Macron hat eine sehr ehrgeizige Reformagenda umgesetzt, die sich an der Angebotsökonomie und dem nordischen Flexicurity-Modell orientiert, also dem Kompromiss zwischen arbeitgeberfreundlicher Flexibilisierung des Arbeitsmarktes und der Sicherheit der Arbeitsplätze.
Die Ausrichtung der französischen Politik
Die Reformen zielen auf ein unternehmensfreundliches Umfeld ab, das sich auf Innovation, Wettbewerb und neue Marktteilnehmer konzentriert. Weitere Elemente sind ein verringerter Schutz für etablierte Player auf dem Arbeits-, Waren- und Dienstleistungsmarkt, ein Fokus auf Mobilität und Ausbildung sowie die Vereinfachung und Verbesserung großer Sozialhilfeprogramme, ohne drastische Kürzungen.
Diese Politik brachte viel Lob von Organisationen wie der OECD ein. In ihrem Bericht über Frankreich vom April 2019 schätzte die OECD die positiven Auswirkungen auf das BIP nach zehn Jahren auf 3,2 Prozent allein aufgrund der bereits eingeleiteten Reformen in den Bereichen Steuern, Arbeitsmarkt und Straffung der Verwaltung.

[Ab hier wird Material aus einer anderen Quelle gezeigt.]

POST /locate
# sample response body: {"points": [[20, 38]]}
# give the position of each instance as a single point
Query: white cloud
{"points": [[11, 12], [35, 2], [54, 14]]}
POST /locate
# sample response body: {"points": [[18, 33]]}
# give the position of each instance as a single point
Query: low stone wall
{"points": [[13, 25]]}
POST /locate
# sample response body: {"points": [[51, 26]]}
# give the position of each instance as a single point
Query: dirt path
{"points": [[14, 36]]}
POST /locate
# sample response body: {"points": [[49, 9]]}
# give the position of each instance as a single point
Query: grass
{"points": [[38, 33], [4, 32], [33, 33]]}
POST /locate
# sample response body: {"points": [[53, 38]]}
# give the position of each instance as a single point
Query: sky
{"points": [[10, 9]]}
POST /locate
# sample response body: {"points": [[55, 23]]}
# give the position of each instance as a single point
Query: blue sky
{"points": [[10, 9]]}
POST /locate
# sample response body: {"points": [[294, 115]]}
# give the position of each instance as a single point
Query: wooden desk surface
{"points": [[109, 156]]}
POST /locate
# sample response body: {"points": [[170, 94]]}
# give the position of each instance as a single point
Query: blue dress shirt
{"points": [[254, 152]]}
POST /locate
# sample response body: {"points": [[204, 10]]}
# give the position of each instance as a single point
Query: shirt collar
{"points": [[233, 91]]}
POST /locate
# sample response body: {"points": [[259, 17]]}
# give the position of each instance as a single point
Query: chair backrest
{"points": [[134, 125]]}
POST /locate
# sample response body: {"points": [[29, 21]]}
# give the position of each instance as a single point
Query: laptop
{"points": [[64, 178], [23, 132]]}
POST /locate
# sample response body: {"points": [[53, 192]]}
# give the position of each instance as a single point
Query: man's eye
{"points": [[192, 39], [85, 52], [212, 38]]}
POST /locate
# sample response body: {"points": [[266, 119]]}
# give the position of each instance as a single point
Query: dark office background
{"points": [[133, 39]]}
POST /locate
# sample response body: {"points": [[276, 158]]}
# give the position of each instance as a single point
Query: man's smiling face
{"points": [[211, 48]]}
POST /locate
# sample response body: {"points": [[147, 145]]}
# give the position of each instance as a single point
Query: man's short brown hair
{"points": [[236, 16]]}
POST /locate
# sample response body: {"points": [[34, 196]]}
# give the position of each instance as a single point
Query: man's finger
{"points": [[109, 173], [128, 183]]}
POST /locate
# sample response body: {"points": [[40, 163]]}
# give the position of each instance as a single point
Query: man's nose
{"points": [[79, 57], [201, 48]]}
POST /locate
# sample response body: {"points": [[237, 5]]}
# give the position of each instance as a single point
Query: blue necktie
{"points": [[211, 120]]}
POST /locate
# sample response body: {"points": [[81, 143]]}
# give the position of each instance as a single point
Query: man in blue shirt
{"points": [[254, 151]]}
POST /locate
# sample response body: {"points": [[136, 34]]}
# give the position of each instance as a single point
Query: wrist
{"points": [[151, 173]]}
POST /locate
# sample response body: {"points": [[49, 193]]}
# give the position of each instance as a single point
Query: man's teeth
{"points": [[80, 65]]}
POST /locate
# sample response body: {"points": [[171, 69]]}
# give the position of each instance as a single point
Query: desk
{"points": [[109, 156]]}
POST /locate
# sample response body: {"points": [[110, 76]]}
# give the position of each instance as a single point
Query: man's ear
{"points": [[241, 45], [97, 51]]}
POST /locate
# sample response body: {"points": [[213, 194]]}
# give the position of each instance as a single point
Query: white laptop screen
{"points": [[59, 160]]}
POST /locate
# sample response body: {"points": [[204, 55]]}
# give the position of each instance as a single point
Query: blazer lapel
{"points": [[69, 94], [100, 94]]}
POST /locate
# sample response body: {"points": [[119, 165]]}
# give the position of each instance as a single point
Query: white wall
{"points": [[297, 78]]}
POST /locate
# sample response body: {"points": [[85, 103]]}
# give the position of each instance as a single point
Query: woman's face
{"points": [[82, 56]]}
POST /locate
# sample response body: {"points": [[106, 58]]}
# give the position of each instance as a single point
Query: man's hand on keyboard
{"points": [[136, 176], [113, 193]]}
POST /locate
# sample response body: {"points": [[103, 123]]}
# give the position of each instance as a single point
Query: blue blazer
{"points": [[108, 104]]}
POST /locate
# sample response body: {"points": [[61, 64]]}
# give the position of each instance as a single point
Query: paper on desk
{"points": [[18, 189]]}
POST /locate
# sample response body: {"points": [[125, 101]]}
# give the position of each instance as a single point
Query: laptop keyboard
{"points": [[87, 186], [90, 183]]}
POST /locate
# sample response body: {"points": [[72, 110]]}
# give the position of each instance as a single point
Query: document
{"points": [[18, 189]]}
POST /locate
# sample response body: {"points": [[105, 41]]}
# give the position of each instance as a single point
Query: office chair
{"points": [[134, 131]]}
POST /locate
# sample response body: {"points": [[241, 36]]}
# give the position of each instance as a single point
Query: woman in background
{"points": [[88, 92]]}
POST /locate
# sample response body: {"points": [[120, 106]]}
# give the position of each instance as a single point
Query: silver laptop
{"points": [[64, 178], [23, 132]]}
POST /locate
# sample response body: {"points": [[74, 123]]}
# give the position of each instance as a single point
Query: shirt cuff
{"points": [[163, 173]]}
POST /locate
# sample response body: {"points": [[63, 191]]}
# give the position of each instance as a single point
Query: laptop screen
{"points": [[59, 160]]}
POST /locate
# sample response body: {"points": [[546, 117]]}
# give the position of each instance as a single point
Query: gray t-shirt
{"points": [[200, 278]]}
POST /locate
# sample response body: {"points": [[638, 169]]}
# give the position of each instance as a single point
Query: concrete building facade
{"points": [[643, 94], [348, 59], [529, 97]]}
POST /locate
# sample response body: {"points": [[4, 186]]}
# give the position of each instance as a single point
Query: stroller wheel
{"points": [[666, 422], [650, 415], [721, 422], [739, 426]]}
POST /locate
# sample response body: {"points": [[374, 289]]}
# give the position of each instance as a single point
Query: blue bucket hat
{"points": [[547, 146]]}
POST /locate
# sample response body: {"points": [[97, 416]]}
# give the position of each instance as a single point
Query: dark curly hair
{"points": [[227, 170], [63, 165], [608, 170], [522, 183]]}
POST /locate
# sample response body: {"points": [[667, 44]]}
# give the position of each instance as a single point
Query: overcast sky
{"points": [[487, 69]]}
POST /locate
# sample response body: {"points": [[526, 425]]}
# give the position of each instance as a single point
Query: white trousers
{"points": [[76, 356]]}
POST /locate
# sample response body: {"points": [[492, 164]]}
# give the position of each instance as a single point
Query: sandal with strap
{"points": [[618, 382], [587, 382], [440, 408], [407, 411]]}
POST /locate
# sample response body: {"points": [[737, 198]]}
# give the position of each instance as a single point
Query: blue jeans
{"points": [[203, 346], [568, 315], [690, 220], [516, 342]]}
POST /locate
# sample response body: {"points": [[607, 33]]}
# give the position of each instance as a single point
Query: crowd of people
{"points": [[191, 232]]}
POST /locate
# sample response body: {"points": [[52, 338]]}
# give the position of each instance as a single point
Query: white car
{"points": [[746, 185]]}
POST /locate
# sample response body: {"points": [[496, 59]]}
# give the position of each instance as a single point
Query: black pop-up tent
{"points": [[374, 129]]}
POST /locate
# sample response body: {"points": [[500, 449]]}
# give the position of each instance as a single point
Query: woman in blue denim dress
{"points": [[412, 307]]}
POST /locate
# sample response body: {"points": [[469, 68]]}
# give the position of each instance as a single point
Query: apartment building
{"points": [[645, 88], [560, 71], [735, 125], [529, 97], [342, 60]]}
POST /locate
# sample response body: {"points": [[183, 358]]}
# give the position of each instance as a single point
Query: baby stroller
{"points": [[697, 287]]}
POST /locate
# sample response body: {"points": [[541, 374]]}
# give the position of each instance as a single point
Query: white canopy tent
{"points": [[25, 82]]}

Frankreich wird derzeit oftmals als die Industrienation eingestuft, die die umfangreichsten langfristig angelegten, wachstumsfördernden Reformen durchgeführt hat – gerade auch im Vergleich zu den europäischen Nachbarn. Auch die öffentlichen Finanzen haben sich allmählich erholt.
Die wichtigsten Etappen dieser Politik waren:
· Eine Steuerreform, bei der sich ein Teil der Last weg von Unternehmen und Arbeitnehmern hin zu wohlhabenden Rentnern, Tabak und Kraftstoff verlagert;
· Reformen des Arbeitsmarktes, der Lehrlingsausbildung und der Berufsausbildung, um mehr Flexibilität zu schaffen und die Rolle der Gewerkschaften bei Verhandlungen und der Verwaltung der Sozialsysteme zu verringern;
· Eine Reform der französischen Eisenbahn;
· Maßnahmen zur Förderung der Bildung, insbesondere in benachteiligten Stadtteilen;
· Eine Erhöhung bestimmter Mindestansprüche für Behinderte und ältere Menschen;
· Maßnahmen zur Behebung regulatorischer Beschränkungen, die das Angebot auf den Märkten für Produkte und Dienstleistungen behindern;
· Die Einführung eines Fünfjahresinvestitionsplans in Höhe von 57 Milliarden Euro (etwa 2,5 Prozent des BIP).
Gelbwesten erzwangen eine gewisse Reform der Reform
Im November 2018 zwang der plötzliche Ausbruch der Gelbwestenbewegung die Regierung zu erheblichen Zugeständnissen; zu einer stärker nachfrageorientierten Politik und einer weniger aggressiven Haushaltskonsolidierung. Insgesamt wurden zwischen Dezember 2018 und April 2019 mehr als 15 Milliarden Euro oder 0,7 Prozent des BIP an fiskalischen Maßnahmen angekündigt.
Darunter sind die Streichung geplanter Benzinsteuererhöhungen, Steuersenkungen oder die Streichung von Steuererhöhungen für Haushalte mit mittlerem Einkommen, Anpassungen der Lebenshaltungskosten einiger Renten, Steuerbefreiungen für Überstunden und bestimmte Boni sowie Steuererleichterungen für Arbeitnehmer mit niedrigem Einkommen.